In the neoliberal era … imperialist exploitation has become the global shift of industrial production to low-wage countries, where hundreds of millions of workers are paid a small fraction of prevailing wage levels in Europe and North America, producing intermediate inputs and consumer goods for Western firms and consumers, surpassing other forms of wealth-extraction such as environment-destroying extractivism by oil and mining corporations and the continuing debt slavery practised by parasitic Western banks and the finance capitalists they serve.
John Smith’s world view, like mine, is that of a Marxist. As far as I can tell, Caitlin Johnstone’s is not. Yet both are important voices on the same subject. Where John draws on theory and huge volumes of data to show what is happening and why, Caitlin skewers – in a manner second to none – the horrors, hypocrisies and outlandish consequences.

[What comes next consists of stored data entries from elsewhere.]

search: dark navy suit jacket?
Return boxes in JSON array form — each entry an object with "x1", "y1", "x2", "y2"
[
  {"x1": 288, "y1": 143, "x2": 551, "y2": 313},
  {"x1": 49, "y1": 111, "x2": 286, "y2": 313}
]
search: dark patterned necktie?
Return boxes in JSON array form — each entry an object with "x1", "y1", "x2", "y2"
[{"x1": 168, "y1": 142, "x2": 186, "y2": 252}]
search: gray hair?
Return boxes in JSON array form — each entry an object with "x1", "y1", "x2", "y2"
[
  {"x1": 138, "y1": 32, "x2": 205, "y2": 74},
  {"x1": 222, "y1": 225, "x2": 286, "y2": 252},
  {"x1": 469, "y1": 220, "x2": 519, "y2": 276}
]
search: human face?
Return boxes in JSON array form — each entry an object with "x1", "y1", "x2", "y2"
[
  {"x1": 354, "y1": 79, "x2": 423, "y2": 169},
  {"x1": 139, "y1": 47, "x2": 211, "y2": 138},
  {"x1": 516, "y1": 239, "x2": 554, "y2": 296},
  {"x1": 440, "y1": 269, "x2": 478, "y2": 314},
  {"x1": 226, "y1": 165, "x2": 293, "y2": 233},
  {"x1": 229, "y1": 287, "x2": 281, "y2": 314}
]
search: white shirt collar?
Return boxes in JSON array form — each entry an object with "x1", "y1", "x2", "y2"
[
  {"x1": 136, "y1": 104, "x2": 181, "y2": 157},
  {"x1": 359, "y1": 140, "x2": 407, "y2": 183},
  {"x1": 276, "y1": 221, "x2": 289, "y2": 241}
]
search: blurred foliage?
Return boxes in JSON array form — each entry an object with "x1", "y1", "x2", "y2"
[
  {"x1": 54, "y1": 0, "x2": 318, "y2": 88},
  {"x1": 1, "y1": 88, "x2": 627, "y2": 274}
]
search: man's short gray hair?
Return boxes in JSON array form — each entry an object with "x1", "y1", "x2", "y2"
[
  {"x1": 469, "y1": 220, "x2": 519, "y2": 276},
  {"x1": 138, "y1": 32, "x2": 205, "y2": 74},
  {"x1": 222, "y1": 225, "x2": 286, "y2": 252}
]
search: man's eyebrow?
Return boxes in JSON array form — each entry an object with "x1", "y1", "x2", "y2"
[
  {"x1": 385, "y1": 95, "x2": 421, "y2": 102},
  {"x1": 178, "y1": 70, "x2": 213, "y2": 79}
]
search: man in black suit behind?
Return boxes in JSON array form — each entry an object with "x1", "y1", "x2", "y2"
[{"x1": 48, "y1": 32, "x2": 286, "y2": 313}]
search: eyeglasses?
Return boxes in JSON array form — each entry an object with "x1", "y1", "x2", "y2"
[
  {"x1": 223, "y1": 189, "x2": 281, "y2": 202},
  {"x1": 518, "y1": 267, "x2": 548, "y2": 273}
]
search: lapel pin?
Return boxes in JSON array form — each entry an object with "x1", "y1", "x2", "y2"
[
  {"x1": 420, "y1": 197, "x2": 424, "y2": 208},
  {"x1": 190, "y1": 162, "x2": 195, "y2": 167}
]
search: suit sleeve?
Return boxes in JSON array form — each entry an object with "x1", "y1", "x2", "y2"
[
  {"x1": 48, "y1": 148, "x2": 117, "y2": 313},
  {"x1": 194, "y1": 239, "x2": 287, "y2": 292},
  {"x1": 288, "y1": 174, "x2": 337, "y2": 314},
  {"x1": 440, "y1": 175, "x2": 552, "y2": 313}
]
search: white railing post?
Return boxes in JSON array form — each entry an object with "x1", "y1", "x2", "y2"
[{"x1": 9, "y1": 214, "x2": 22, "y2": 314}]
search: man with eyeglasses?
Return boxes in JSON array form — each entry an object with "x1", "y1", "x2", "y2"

- Caitlin doesn’t say what she deems the worst things Trump did this month but my list would include refusal to pardon Julian, and would be headlined by his allowing Mike Pompeo to give Yemen’s Houthis terrorist status and on the same day (January 11) reinstate Cuba as a state sponsor of terror.
- ‘Lesser beneficiaries’ does not, in my book, equate to ‘junior partners’ – but that’s one for another day.
- A recent comment by Douglas Bell on my 2017 review of Imperialism in the twenty-first century raises the issue of its opacity and asks for “a smaller version, equally rigorous but easier to understand”. With no immutable law to say this task must fall to John Smith, I gave a hint that I might – might – at some point have a stab myself.